Dal ritorno alla vita di Pierpaolo Piliego a un “Un Mezzo per la Vita”.

Da quel settembre del 2018, quando quella che sembrava una comunissima febbre diventa una rara e grave forma di leucemia, ad oggi sono stati cinque anni molto intensi, trascorsi dapprima a metabolizzare la malattia, a provare a vincere le paure, a ritrovare le forze sia fisiche che mentali dopo aver combattuto per otto mesi senza lesinare energie, a riprendersi in mano la vita.

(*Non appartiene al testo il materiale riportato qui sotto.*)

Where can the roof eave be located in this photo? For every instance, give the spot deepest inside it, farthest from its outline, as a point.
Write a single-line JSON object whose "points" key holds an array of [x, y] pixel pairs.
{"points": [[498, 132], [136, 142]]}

Gli ultimi quattro mesi il giornalista, opinionista televisivo ed esperto di basket li ha dedicati a raccogliere fondi per esaudire il suo desiderio: regalare all’AIL un nuovo veicolo per garantire supporto e assistenza a coloro che affrontano la sfida delle leucemie e delle malattie del sangue nella comunità brindisina.

“E’ stato un periodo di tempo in cui, semmai ce ne fosse bisogno, ho scoperto il grande significato della parola Amicizia. Centinaia di messaggi di tanta gente che mi ha dato la forza di combattere e non mollare. Un sostegno costante e fondamentale, lo stesso che mi ha spinto a dare vita a questa iniziativa, ovvero la raccolta fondi denominata appunto “Un Mezzo per la Vita” per donare una nuova automobile all’Ail Brindisi ODV e metterla a disposizione della tanta gente che soffre e ha bisogno di assistenza in tutta la provincia di Brindisi.

“Un Mezzo per Vita” ha colto nel segno. Ecco la straordinarietà di un’avventura più avventurosa delle altre: l’assegnazione di un automezzo da mettere a disposizione dei pazienti di leucemia della provincia di Brindisi ha rappresentato un obiettivo da te fortemente voluto e perseguito. Con l’amico Tiziano Mele hai coinvolto anche i brindisini dello sport e dello spettacolo: e così Flavia Pennetta, Antonio Benarrivo, l’arbitro Marco Di Bello, Matteo Spagnolo, i Boombdabash e Mandrake sono diventati testimonial di 12 eventi itineranti. Le donazioni hanno superato i 30 mila euro. Ci piace pensare che questo sia il modo con cui tutti, anche con una piccola donazione, hanno potuto concorrere a sostenere la tua iniziativa.

La prima domanda, magari banale, è d’obbligo: come e quando è nata questa tua idea?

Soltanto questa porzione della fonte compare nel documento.